I'm learning Python as my second programming language (my first real one if you don't count HTML/CSS/Javascript). I'm trying to build something useful as my first real application - an IRC bot that alerts people via SMS when certain things happen in the channel. Per a request by someone, I'm (trying) to build in scheduling preferences where people can choose not to get alerts from between hours X and Y of the day.
Anyways, here's the code I'm having trouble with:
db = open("db.csv")
for line in db:
row = line.split(",") # storing stuff in a CSV, reading out of it
recipient = row[0] # who the SMS is going to
s = row[1] # gets the first hour of the "no alert" time range
f = row[2] # gets last hour of above
nrt = [] # empty array that will store hours
curtime = time.strftime("%H") # current hour
if s == "no":
print "They always want alerts, sending email" # start time will = "no" if they always want alerts
# send mail code goes here
else:
for hour in range(int(s), int(f)): #takes start, end hours, loops through to get hours in between, stores them in the above list
nrt.append(hour)
if curtime in nrt: # best way I could find of doing this, probably a better way, like I said I'm new
print "They don't want an alert during the current hour, not sending" # <== what it says
else:
# they do want an alert during the current hour, send an email
# send mail code here
The only problem I'm having is somehow the script only ends up looping through one of the lines (or something like that) because I only get one result every time, even if I have more than one entry in the CSV file.

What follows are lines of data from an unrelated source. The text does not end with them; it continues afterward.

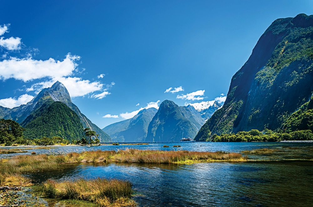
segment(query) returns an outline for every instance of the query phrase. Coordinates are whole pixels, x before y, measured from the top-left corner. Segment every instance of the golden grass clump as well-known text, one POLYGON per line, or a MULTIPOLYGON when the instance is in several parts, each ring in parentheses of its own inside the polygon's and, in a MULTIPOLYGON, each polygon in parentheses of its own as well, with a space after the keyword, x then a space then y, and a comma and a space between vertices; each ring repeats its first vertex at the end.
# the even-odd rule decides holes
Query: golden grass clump
POLYGON ((44 183, 39 190, 48 198, 89 201, 101 206, 136 205, 130 198, 131 184, 121 180, 80 179, 63 182, 50 180, 44 183))
POLYGON ((277 149, 268 149, 264 148, 263 149, 253 149, 252 150, 246 150, 241 151, 241 152, 246 154, 270 154, 273 152, 278 151, 280 150, 277 149))

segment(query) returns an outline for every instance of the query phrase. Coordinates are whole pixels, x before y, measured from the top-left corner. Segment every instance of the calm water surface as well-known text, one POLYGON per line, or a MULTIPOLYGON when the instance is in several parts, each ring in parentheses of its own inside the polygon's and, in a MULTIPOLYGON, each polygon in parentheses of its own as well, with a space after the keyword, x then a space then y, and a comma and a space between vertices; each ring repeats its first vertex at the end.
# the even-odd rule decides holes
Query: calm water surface
POLYGON ((30 151, 59 154, 127 148, 177 150, 162 146, 177 144, 182 146, 180 149, 193 151, 240 152, 262 148, 281 151, 269 155, 248 155, 253 161, 241 163, 86 164, 28 175, 38 182, 49 178, 64 180, 80 177, 127 179, 133 184, 133 199, 139 206, 312 206, 313 162, 309 160, 313 158, 313 143, 163 143, 62 147, 51 151, 30 151), (282 148, 287 146, 294 149, 282 148))

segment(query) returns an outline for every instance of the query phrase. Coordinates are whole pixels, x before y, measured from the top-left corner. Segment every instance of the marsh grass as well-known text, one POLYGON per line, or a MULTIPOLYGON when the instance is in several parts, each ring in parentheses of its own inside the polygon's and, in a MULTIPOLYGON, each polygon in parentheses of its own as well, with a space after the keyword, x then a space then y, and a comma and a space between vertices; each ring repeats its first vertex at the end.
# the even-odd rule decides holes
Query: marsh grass
POLYGON ((1 149, 0 154, 11 154, 13 153, 21 153, 27 152, 25 150, 21 150, 20 149, 1 149))
POLYGON ((271 154, 273 153, 273 152, 278 152, 280 151, 278 149, 264 148, 252 150, 246 150, 241 151, 241 152, 246 154, 271 154))
POLYGON ((131 184, 121 180, 81 178, 63 182, 50 180, 43 183, 39 191, 49 198, 87 201, 102 206, 136 205, 130 199, 131 184))
MULTIPOLYGON (((61 155, 18 155, 0 159, 0 184, 13 175, 35 171, 49 171, 70 166, 71 164, 103 162, 146 163, 191 164, 201 162, 242 161, 247 159, 239 153, 223 151, 165 151, 128 149, 118 151, 86 151, 61 155)), ((23 182, 22 176, 17 177, 23 182)))

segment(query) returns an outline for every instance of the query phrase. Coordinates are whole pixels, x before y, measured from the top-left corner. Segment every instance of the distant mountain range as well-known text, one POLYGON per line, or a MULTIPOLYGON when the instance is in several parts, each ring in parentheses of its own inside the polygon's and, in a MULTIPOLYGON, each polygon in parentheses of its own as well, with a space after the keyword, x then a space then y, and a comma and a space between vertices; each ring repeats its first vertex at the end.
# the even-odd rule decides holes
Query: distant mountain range
POLYGON ((102 130, 115 142, 179 141, 183 137, 193 138, 205 120, 221 107, 214 101, 193 104, 198 110, 192 104, 178 106, 165 100, 158 110, 144 109, 133 118, 102 130))
POLYGON ((233 77, 223 107, 195 139, 251 129, 312 130, 312 83, 313 15, 278 19, 233 77))
POLYGON ((208 119, 219 109, 222 108, 222 105, 215 101, 203 101, 200 103, 191 104, 197 111, 201 114, 201 117, 205 120, 208 119))
POLYGON ((0 106, 0 118, 20 123, 26 129, 28 138, 58 136, 77 139, 81 138, 82 130, 88 127, 99 134, 101 141, 111 140, 72 103, 67 90, 59 81, 43 89, 26 105, 12 109, 0 106))
POLYGON ((155 108, 144 109, 131 119, 114 123, 102 129, 113 142, 141 142, 147 136, 148 126, 157 112, 155 108))

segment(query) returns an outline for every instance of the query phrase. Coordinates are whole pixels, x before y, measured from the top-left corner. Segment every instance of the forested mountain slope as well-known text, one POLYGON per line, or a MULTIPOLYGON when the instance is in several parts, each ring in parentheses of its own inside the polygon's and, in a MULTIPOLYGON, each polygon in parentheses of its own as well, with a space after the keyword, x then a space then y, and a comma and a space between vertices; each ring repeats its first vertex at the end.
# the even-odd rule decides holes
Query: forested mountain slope
POLYGON ((193 138, 204 122, 193 107, 178 106, 165 100, 149 124, 145 141, 179 141, 183 137, 193 138))
POLYGON ((132 118, 112 124, 102 130, 113 142, 143 142, 147 136, 149 124, 157 112, 155 108, 144 109, 132 118))
POLYGON ((252 129, 283 129, 312 96, 312 64, 313 15, 275 20, 233 76, 223 107, 196 139, 252 129))

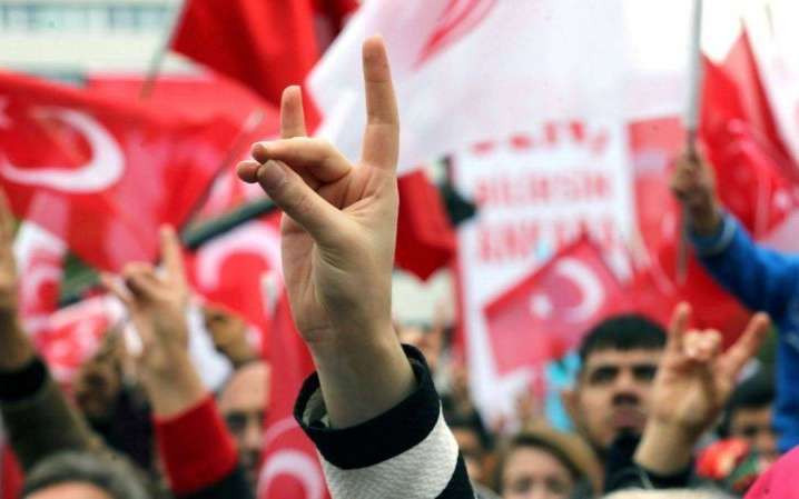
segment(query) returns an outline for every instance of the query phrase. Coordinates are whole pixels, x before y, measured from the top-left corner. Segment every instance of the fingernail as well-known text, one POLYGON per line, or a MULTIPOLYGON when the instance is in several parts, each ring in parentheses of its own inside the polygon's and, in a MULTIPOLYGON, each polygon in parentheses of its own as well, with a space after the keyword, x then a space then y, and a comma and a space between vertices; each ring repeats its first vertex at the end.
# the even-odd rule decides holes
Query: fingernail
POLYGON ((267 192, 277 189, 286 180, 286 172, 275 161, 267 161, 258 168, 258 183, 267 192))
MULTIPOLYGON (((253 148, 250 149, 250 154, 255 159, 258 159, 257 157, 266 156, 268 152, 268 144, 269 142, 256 142, 253 144, 253 148)), ((262 161, 263 162, 263 161, 262 161)))

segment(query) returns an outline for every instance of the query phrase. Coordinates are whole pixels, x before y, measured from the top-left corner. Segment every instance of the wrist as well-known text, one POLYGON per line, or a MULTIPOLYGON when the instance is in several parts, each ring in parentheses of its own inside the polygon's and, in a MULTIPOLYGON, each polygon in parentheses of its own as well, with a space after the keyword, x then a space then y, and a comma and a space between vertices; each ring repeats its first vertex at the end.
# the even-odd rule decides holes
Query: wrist
POLYGON ((634 461, 661 476, 677 475, 690 466, 698 438, 696 431, 684 426, 650 418, 634 461))
POLYGON ((382 335, 333 339, 310 347, 331 425, 375 418, 411 395, 416 380, 391 325, 382 335))
POLYGON ((170 357, 168 369, 145 367, 141 383, 157 418, 174 418, 197 406, 208 392, 188 355, 170 357))
POLYGON ((16 309, 0 309, 0 370, 13 371, 27 366, 36 356, 16 309))

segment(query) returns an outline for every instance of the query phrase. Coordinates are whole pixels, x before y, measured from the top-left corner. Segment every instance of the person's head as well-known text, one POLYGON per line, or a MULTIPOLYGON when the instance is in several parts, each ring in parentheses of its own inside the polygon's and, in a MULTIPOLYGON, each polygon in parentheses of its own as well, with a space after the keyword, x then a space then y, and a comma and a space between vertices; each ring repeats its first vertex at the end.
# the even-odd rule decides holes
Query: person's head
POLYGON ((121 459, 59 452, 33 467, 22 499, 148 499, 139 472, 121 459))
POLYGON ((476 483, 487 485, 490 478, 486 467, 493 441, 480 416, 473 413, 471 417, 465 417, 450 413, 445 419, 461 449, 468 478, 476 483))
POLYGON ((603 453, 622 432, 640 432, 665 331, 638 315, 600 322, 580 347, 575 387, 564 402, 580 433, 603 453))
POLYGON ((727 405, 720 436, 743 439, 763 459, 776 461, 779 451, 772 421, 775 396, 773 379, 767 373, 743 381, 727 405))
POLYGON ((122 355, 119 335, 109 331, 97 353, 80 367, 75 377, 75 400, 90 420, 114 416, 114 407, 122 389, 122 355))
POLYGON ((514 437, 502 450, 495 489, 502 499, 569 499, 600 489, 601 469, 579 437, 541 427, 514 437))
POLYGON ((269 365, 263 361, 249 362, 234 371, 219 393, 219 411, 236 439, 253 490, 258 480, 268 400, 269 365))

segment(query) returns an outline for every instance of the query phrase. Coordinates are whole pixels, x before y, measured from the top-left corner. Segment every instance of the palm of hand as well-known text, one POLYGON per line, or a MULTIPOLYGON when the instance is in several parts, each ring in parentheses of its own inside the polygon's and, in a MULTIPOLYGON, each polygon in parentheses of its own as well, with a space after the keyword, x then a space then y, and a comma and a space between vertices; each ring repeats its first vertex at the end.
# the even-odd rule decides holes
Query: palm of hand
MULTIPOLYGON (((325 339, 336 322, 343 320, 354 323, 368 321, 368 317, 352 308, 348 308, 349 317, 335 312, 341 311, 343 305, 346 307, 347 297, 379 292, 391 287, 384 276, 391 275, 395 234, 393 224, 379 223, 378 220, 385 220, 382 212, 392 207, 396 218, 397 193, 395 183, 375 179, 375 176, 379 176, 379 171, 361 164, 342 179, 317 190, 322 198, 342 210, 344 229, 341 246, 319 248, 297 222, 288 217, 282 221, 286 287, 297 329, 307 341, 325 339), (379 256, 377 260, 375 255, 379 256), (364 268, 371 271, 356 272, 364 268), (342 280, 343 275, 366 279, 342 280)), ((391 298, 385 295, 384 305, 389 308, 391 298)))
POLYGON ((678 307, 652 392, 652 417, 698 436, 712 425, 734 388, 744 363, 754 356, 769 319, 756 315, 738 341, 721 353, 721 335, 688 330, 690 307, 678 307))
POLYGON ((334 339, 334 330, 392 329, 400 124, 385 48, 377 40, 364 46, 364 79, 367 124, 358 164, 305 137, 302 96, 289 87, 282 101, 282 140, 256 144, 254 161, 238 166, 239 177, 259 182, 285 212, 284 278, 307 342, 334 339))

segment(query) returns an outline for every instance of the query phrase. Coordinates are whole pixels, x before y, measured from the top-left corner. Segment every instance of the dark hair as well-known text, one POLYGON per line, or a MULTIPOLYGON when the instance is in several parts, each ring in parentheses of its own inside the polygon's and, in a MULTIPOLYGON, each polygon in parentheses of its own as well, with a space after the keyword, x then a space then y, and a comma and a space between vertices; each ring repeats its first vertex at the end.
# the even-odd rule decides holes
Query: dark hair
POLYGON ((662 350, 665 330, 651 319, 635 313, 610 317, 594 326, 580 345, 580 362, 600 350, 662 350))
POLYGON ((775 380, 771 372, 758 372, 740 383, 730 397, 719 426, 719 436, 730 436, 732 417, 739 409, 761 409, 773 403, 776 398, 775 380))
POLYGON ((150 499, 141 475, 122 458, 87 451, 58 452, 26 478, 22 497, 59 483, 89 483, 114 499, 150 499))

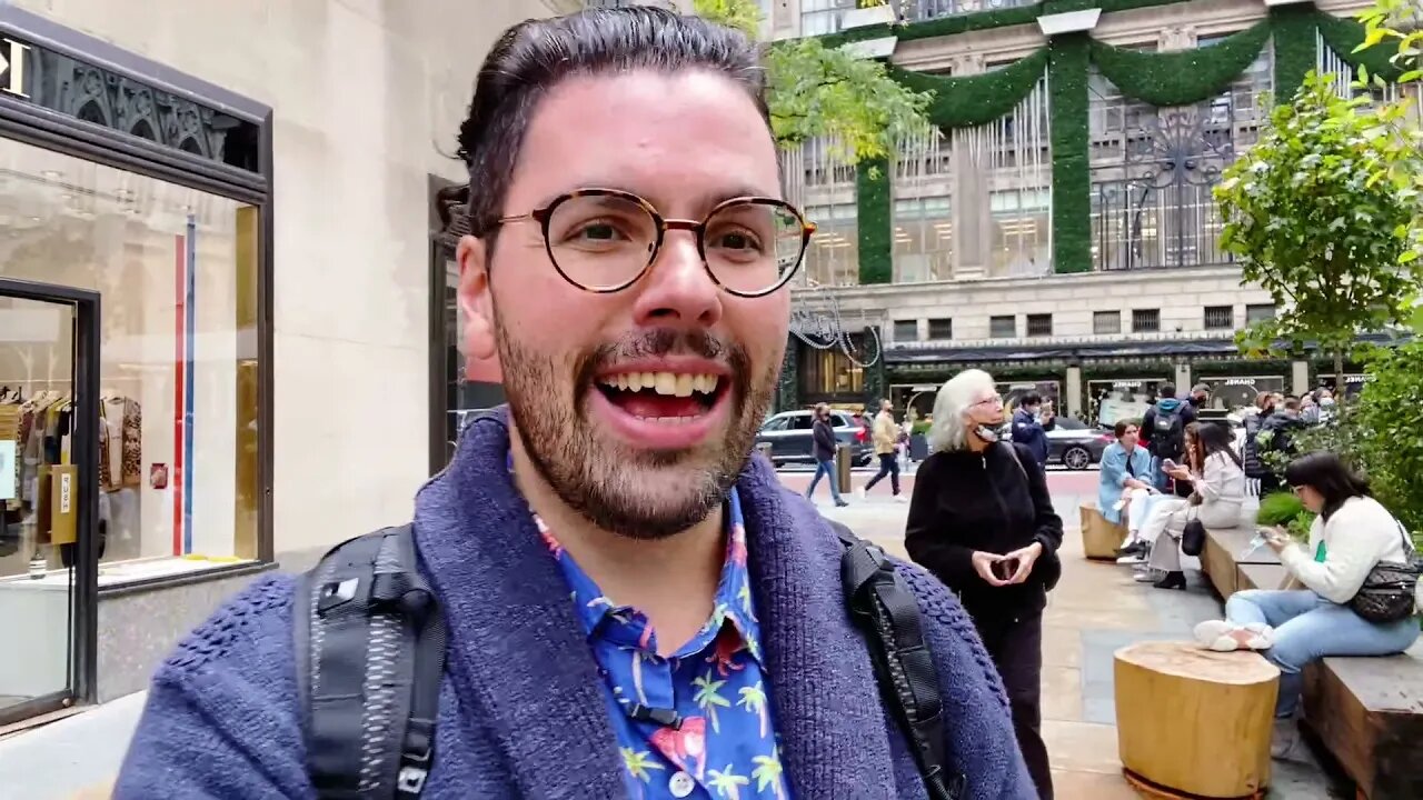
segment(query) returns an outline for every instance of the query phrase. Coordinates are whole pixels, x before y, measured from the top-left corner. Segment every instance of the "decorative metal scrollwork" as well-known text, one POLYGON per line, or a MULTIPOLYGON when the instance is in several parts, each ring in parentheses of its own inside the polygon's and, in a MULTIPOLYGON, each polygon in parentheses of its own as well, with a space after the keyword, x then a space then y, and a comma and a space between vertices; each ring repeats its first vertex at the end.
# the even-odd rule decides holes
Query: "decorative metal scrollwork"
POLYGON ((845 327, 835 295, 814 282, 807 289, 791 300, 790 332, 817 350, 840 347, 840 352, 861 369, 874 366, 879 360, 882 346, 879 332, 869 325, 865 313, 859 312, 864 333, 857 344, 845 327))

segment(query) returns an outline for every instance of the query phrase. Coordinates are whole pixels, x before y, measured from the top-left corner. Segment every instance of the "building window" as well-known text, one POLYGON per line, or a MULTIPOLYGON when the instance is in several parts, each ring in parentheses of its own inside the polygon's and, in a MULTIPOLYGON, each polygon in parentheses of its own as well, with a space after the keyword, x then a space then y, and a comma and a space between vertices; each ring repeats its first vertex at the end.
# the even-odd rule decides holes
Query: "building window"
POLYGON ((1275 303, 1251 303, 1245 306, 1245 325, 1275 319, 1275 303))
MULTIPOLYGON (((1202 38, 1210 47, 1217 38, 1202 38)), ((1154 47, 1143 47, 1154 50, 1154 47)), ((1091 256, 1099 270, 1227 263, 1211 189, 1255 142, 1268 115, 1274 48, 1222 94, 1155 108, 1123 97, 1096 70, 1089 78, 1091 256)))
POLYGON ((932 131, 904 140, 894 172, 894 280, 915 283, 953 276, 953 149, 932 131))
POLYGON ((1235 327, 1235 306, 1205 306, 1205 330, 1235 327))
POLYGON ((1013 339, 1017 336, 1017 317, 1013 315, 992 316, 988 319, 988 335, 990 339, 1013 339))
POLYGON ((1157 333, 1161 330, 1161 309, 1133 309, 1131 333, 1157 333))
POLYGON ((821 286, 859 283, 859 226, 855 206, 855 168, 838 155, 834 142, 817 138, 785 155, 785 175, 801 178, 805 216, 818 226, 805 251, 804 275, 821 286))
MULTIPOLYGON (((10 165, 0 206, 24 209, 24 222, 7 218, 18 239, 0 260, 0 278, 102 296, 101 564, 129 562, 122 572, 142 579, 256 559, 256 209, 11 140, 0 138, 0 162, 10 165), (189 554, 205 558, 182 559, 189 554)), ((63 364, 73 330, 47 313, 0 300, 0 383, 9 399, 18 390, 21 401, 54 410, 51 424, 68 424, 53 420, 70 397, 63 364)), ((68 467, 71 436, 60 438, 63 454, 41 448, 30 480, 68 467)), ((23 485, 23 464, 18 473, 23 485)), ((40 497, 48 487, 31 502, 40 497)), ((24 572, 31 555, 50 569, 71 562, 63 542, 77 541, 73 520, 67 531, 58 521, 36 531, 18 520, 11 531, 27 540, 16 542, 24 558, 0 559, 0 577, 24 572)))
POLYGON ((1099 336, 1121 333, 1121 312, 1093 312, 1091 332, 1099 336))
POLYGON ((855 9, 857 0, 801 0, 801 36, 840 33, 845 11, 855 9))

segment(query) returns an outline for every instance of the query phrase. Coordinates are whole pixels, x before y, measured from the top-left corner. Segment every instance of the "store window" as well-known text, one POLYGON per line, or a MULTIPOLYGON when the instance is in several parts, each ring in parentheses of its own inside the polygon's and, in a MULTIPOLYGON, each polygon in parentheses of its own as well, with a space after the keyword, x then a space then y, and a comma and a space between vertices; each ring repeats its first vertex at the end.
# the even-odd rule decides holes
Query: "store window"
MULTIPOLYGON (((256 209, 10 140, 0 168, 0 278, 101 295, 101 585, 256 559, 256 209)), ((23 320, 0 336, 20 419, 0 579, 68 567, 75 542, 41 508, 83 430, 63 372, 74 343, 23 320)))
MULTIPOLYGON (((1202 37, 1210 47, 1222 37, 1202 37)), ((1138 50, 1155 50, 1140 46, 1138 50)), ((1211 195, 1221 172, 1255 142, 1272 90, 1269 44, 1220 95, 1157 108, 1089 77, 1091 256, 1099 270, 1225 263, 1211 195)))

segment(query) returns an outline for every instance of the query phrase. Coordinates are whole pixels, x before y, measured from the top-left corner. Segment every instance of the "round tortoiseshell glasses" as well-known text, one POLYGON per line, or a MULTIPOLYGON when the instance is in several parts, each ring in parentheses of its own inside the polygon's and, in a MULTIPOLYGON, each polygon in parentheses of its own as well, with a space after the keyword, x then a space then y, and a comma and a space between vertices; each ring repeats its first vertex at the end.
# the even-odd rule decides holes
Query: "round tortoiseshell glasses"
POLYGON ((531 219, 544 232, 554 269, 579 289, 620 292, 657 260, 667 231, 690 231, 712 280, 739 298, 760 298, 780 289, 795 273, 815 232, 788 202, 774 198, 731 198, 706 219, 667 219, 640 196, 620 189, 578 189, 528 214, 501 216, 499 223, 531 219))

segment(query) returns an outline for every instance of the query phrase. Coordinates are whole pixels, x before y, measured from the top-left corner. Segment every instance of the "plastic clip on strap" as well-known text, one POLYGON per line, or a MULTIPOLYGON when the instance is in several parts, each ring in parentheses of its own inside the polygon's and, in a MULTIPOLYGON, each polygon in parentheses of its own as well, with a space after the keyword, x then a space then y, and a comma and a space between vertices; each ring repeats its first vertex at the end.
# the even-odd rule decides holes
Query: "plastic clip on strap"
POLYGON ((865 635, 875 678, 894 706, 931 800, 959 800, 965 777, 951 773, 943 752, 943 702, 938 672, 914 594, 884 551, 831 522, 845 554, 841 581, 851 616, 865 635))

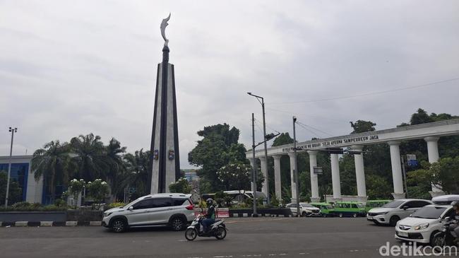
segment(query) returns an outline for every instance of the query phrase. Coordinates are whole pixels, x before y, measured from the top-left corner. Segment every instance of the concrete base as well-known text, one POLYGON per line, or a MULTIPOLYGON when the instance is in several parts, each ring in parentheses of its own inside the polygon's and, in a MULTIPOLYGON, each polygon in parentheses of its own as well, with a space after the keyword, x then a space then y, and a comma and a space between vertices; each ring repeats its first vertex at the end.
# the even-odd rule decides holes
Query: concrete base
POLYGON ((321 199, 317 197, 317 198, 314 198, 311 197, 311 202, 319 202, 321 201, 321 199))
POLYGON ((435 191, 435 192, 429 191, 429 193, 430 194, 430 196, 432 197, 432 198, 436 197, 441 197, 442 195, 446 194, 445 192, 443 192, 443 191, 435 191))
POLYGON ((398 199, 400 199, 406 198, 406 195, 405 194, 404 192, 403 193, 395 193, 395 192, 393 192, 392 196, 393 197, 394 200, 398 200, 398 199))
POLYGON ((40 221, 40 227, 52 227, 52 221, 40 221))
POLYGON ((28 225, 28 221, 16 221, 14 224, 16 227, 27 227, 28 225))

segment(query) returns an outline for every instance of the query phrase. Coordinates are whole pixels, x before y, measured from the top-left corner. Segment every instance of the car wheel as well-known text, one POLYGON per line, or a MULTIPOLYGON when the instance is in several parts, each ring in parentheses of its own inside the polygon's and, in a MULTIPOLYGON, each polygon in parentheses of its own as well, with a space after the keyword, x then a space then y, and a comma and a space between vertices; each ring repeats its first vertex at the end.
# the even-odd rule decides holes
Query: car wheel
POLYGON ((400 218, 398 216, 393 216, 389 219, 389 225, 394 227, 397 225, 397 221, 400 221, 400 218))
POLYGON ((185 225, 186 225, 186 222, 183 218, 180 217, 174 217, 170 220, 170 227, 174 231, 182 230, 185 225))
POLYGON ((185 231, 185 238, 186 238, 186 240, 189 241, 194 240, 194 239, 196 238, 197 235, 198 233, 194 228, 189 228, 186 230, 186 231, 185 231))
POLYGON ((115 233, 121 233, 126 230, 127 223, 126 221, 122 218, 115 218, 112 221, 110 229, 115 233))
POLYGON ((435 231, 432 233, 432 235, 430 236, 430 245, 434 247, 443 247, 445 245, 445 238, 443 234, 439 234, 439 231, 435 231))

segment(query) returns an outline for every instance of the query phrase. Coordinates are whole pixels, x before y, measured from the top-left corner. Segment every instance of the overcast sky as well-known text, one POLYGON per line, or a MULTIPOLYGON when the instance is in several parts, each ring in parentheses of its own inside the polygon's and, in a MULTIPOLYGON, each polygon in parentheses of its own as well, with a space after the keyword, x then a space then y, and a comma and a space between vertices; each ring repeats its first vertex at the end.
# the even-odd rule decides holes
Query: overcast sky
POLYGON ((254 112, 261 139, 248 91, 268 133, 291 134, 294 115, 321 130, 298 127, 300 141, 419 107, 459 115, 458 1, 0 1, 0 156, 9 126, 13 155, 90 132, 148 149, 169 12, 182 168, 204 126, 235 126, 249 147, 254 112))

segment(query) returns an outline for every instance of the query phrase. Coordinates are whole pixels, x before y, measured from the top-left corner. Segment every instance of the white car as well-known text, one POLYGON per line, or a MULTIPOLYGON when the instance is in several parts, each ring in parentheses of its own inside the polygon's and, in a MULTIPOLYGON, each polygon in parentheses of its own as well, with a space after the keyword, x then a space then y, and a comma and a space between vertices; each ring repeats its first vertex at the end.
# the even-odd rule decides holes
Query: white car
MULTIPOLYGON (((290 208, 290 211, 292 211, 292 213, 293 213, 294 216, 297 216, 297 204, 293 203, 293 204, 288 204, 285 206, 287 208, 290 208)), ((312 206, 311 204, 308 204, 306 202, 300 202, 299 203, 299 213, 302 217, 307 217, 307 216, 322 216, 322 214, 321 213, 321 209, 314 207, 312 206)))
POLYGON ((157 194, 138 198, 122 207, 104 212, 102 225, 114 232, 131 227, 168 225, 184 229, 194 219, 191 194, 157 194))
POLYGON ((451 205, 427 205, 397 223, 395 238, 400 240, 432 243, 432 238, 441 228, 441 219, 453 217, 451 205))
POLYGON ((397 221, 424 207, 433 204, 431 201, 419 199, 401 199, 392 201, 379 208, 368 211, 366 220, 376 225, 386 224, 395 226, 397 221))

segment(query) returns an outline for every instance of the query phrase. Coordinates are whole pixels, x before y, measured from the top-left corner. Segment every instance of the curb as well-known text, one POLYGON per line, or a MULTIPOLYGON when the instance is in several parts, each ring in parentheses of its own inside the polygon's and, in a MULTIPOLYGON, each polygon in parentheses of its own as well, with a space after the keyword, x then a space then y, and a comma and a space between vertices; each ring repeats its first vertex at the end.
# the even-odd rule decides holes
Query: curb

If this is a regular CSV file you should not try to parse it yourself. Use the standard library csv module.
Here is a short example from the docs:
import csv
reader = csv.reader(open("some.csv", "rb"))
for row in reader:
print row

There are at least two bugs in your program:
curtime = time.strftime("%H")
...
for hour in range(int(s), int(f)):
nrt.append(hour)
# this is an inefficient synonym for
# nrt = range(int(s), int(f))
if curtime in nrt:
...
First, curtime is a string, whereas nrt is a list of integers. Python is strongly typed, so the two are not interchangeable, and won't compare equal:
'4' == 4 # False
'4' in [3, 4, 5] # False
This revised code addresses that issue, and is also more efficient than generating a list and searching for the current hour in it:
cur_hour = time.localtime().tm_hour
if int(s) <= cur_hour < int(f):
# You can "chain" comparison operators in Python
# so that a op1 b op2 c is equivalent to a op1 b and b op2c
...
A second issue that the above does not address is that your program will not behave properly if the hours wrap around midnight (e.g. s = 22 and f = 8).
Neither of these problems are necessarily related to "the script only ends up looping through one of the lines", but you haven't given us enough information to figure out why that might be. A more useful way to ask questions is to post a brief but complete code snippet that shows the behavior you are observing, along with sample input and the resulting error messages, if any (along with traceback).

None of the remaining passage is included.